[BEE-19027] B-Tree Internals

INFO

A B-tree is a self-balancing, multi-way search tree that keeps data sorted and allows searches, insertions, and deletions in O(log n) time; by using wide nodes sized to match disk or memory pages, it minimizes the number of I/O operations needed to traverse a large sorted dataset — making it the dominant index structure for relational databases for over fifty years.

Context

Rudolf Bayer and Edward M. McCreight invented the B-tree at Boeing Research Labs in 1970 (first published in Acta Informatica, 1972, "Organization and Maintenance of Large Ordered Indexes") in response to a specific engineering constraint: disk seeks were orders of magnitude slower than RAM accesses, and binary search trees required O(log₂ n) node visits — each potentially a separate disk seek. B-trees achieve the same O(log n) asymptotic complexity but with a branching factor (degree) of hundreds rather than two, reducing the number of node accesses to two or three for billion-row tables.

Douglas Comer's landmark survey "The Ubiquitous B-Tree" (ACM Computing Surveys, 1979) documented that by the end of the 1970s, B-trees had effectively replaced all other large-file access methods.
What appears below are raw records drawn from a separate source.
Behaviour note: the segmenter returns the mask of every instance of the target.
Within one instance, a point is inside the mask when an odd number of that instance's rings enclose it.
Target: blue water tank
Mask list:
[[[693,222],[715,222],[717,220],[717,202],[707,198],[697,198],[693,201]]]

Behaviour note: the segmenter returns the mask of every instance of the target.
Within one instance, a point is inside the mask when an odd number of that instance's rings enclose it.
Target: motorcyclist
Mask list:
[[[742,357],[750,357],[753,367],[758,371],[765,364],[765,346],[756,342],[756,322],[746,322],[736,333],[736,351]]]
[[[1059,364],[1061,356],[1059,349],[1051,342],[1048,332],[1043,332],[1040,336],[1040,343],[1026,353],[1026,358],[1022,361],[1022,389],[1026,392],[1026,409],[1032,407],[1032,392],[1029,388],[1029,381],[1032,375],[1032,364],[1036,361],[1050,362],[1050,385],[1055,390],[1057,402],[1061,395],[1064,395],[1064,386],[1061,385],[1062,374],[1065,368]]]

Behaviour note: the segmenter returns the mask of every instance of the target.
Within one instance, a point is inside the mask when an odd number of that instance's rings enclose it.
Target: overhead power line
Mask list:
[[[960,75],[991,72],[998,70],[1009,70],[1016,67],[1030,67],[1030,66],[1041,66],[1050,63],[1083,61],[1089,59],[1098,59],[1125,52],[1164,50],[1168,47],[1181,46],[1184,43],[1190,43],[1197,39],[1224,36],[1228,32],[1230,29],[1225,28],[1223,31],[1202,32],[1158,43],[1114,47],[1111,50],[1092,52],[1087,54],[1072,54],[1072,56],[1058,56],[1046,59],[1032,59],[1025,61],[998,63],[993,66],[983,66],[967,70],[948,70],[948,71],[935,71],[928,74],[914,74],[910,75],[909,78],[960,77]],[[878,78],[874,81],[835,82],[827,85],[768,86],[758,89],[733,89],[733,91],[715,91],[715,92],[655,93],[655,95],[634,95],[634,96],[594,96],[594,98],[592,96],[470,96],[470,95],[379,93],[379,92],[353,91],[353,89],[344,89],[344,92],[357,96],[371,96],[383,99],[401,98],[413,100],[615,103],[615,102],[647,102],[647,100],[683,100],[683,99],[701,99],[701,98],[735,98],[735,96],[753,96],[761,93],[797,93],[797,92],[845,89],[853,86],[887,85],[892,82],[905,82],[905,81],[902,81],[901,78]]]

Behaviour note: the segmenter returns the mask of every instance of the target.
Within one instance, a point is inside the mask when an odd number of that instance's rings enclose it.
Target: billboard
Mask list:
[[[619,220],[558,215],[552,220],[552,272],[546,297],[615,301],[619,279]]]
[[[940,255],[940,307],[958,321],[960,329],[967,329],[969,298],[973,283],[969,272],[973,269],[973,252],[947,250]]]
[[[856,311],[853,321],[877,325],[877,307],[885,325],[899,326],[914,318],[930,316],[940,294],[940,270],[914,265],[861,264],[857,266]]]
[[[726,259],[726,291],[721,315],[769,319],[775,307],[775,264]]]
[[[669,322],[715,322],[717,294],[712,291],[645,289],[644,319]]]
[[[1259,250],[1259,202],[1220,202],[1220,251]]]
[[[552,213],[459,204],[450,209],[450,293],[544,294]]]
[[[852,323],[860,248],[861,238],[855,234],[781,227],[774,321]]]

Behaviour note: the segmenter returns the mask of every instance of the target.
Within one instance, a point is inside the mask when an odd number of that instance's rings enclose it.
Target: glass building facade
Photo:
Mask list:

Comer also popularized the B+ tree variant — the form used by virtually every database engine today — in which all data records reside in the leaf level and internal nodes store only keys as navigation separators. This separation enables two critical properties: (1) internal nodes fit more separators per page because they carry no record payload, increasing fanout; (2) leaf nodes are linked in a doubly-linked list, enabling efficient range scans without ascending the tree.

The practical consequence of B+ tree fanout is dramatic. InnoDB's default page size is 16 KB. An internal node storing 8-byte integer keys with 6-byte page pointers fits roughly 1,170 separator entries per page. A three-level B+ tree can therefore index approximately 1,170² × 468 ≈ 642 million rows — effectively the entire dataset of most production OLTP systems — and any random lookup requires exactly three I/O operations, predictably.

Design Thinking

B-trees are read-optimized; LSM-trees are write-optimized. A B-tree update modifies the existing page in-place (a random write), which requires acquiring an exclusive latch on the page and potentially triggering a page split. An LSM-tree write appends a record to a sequential log and never modifies existing storage — maximizing write throughput but requiring compaction to bound read amplification. The crossover is roughly at 70% writes: below that threshold, B-trees win on read latency and predictability; above it, LSM-trees win on write throughput. This is why PostgreSQL and MySQL use B-trees for indexes while RocksDB (TiKV, Kafka) uses LSM-trees for write-heavy storage.

The key type determines insert fragmentation. Sequential keys (auto-increment integers, time-ordered UUIDs v7) always insert at the rightmost leaf — no existing pages are split, and pages reach near-100% fill before a new leaf is allocated. Random keys (UUIDv4, hash-derived values) insert uniformly across the tree, splitting pages approximately when they are 50% full — resulting in a tree with roughly 69% average fill and 45% more pages than optimal. For InnoDB specifically, the primary key is the clustered index (the entire row is stored in B+ tree leaf nodes), so a random primary key also causes random I/O for row lookups and doubles write amplification from page splits.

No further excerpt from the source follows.